Smart executives know how to recognize a competitor's good idea and when to make it their own. So give Ford Motor Co., and its European head of engineering, Joe Bakaj, credit for seeing the possibilities in rival Volkswagen Group's global platform strategy and adapting it for Ford, starting with the new Focus.
Ford's unibody front-wheel-drive architecture isn't a straight aping of Volkswagen's global MQB platform — which underlies almost all of Volkswagen Group's global fwd-based unibody sedans, hatchbacks and crossovers — but it's close enough to make it difficult to argue that Ford's was an original idea. And that's OK, because Volkswagen's experience has shown how such modular strategies can drive down development and production costs at a prodigious rate, while still keeping an automaker nimble enough to respond to changing consumer tastes.
Volkswagen's journey with MQB — along with the MEB platform that will underpin a coming global offering of full-electric vehicles and another global platform for rear-wheel-drive performance vehicles — wasn't for the faint of heart. It was expensive, with tens of billions of euros in upfront development costs, and years spent fine-tuning what VW calls the modular toolkit that enables designers in different parts of the world to cost-efficiently assemble a vehicle to fit their market.
But consider the results: VW can offer, for example, the redesigned 2019 Jetta for less money than it offered the last version, with far more standard technology. And it can easily entertain derivatives of its Atlas crossover, such as the two-row Cross Sport concept that will be built in 2019 and a unibody Tanoak pickup concept, all built alongside the Atlas in Chattanooga.
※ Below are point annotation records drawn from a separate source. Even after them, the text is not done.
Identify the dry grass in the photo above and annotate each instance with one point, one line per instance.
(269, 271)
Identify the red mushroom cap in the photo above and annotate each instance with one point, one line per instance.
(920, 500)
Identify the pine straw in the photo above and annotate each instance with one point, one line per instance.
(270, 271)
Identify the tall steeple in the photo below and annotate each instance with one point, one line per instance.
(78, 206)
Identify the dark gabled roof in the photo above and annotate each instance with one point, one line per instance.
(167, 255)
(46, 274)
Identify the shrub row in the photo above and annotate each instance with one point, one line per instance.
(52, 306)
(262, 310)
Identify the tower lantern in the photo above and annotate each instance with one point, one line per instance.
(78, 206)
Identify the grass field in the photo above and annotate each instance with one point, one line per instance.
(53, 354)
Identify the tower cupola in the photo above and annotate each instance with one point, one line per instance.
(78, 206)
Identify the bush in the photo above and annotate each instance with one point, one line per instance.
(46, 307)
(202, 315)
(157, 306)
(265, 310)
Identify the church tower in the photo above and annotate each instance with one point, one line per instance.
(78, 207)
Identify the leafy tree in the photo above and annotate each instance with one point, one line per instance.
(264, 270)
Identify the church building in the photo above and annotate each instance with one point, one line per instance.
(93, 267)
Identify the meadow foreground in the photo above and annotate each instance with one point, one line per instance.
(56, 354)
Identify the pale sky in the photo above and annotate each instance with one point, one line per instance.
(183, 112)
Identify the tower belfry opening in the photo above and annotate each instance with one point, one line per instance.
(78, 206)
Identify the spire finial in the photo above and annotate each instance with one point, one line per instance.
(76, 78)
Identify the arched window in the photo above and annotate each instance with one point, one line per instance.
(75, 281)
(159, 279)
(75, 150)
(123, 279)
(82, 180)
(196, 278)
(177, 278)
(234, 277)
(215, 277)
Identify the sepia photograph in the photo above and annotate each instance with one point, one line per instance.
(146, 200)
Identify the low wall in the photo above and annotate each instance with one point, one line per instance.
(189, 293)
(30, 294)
Purchasing also benefits from the off-the-shelf nature of modular vehicle development, amplifying economies of scale for automaker and supplier.
Between political, demographic and technological shifts, a very uncertain future awaits the auto industry, one that could easily force automakers into a posture of conservatism and retreat.
We commend the bolder ones that are willing to take risks, even if it means rethinking the basic building blocks of automobiles, to clear a path for innovation.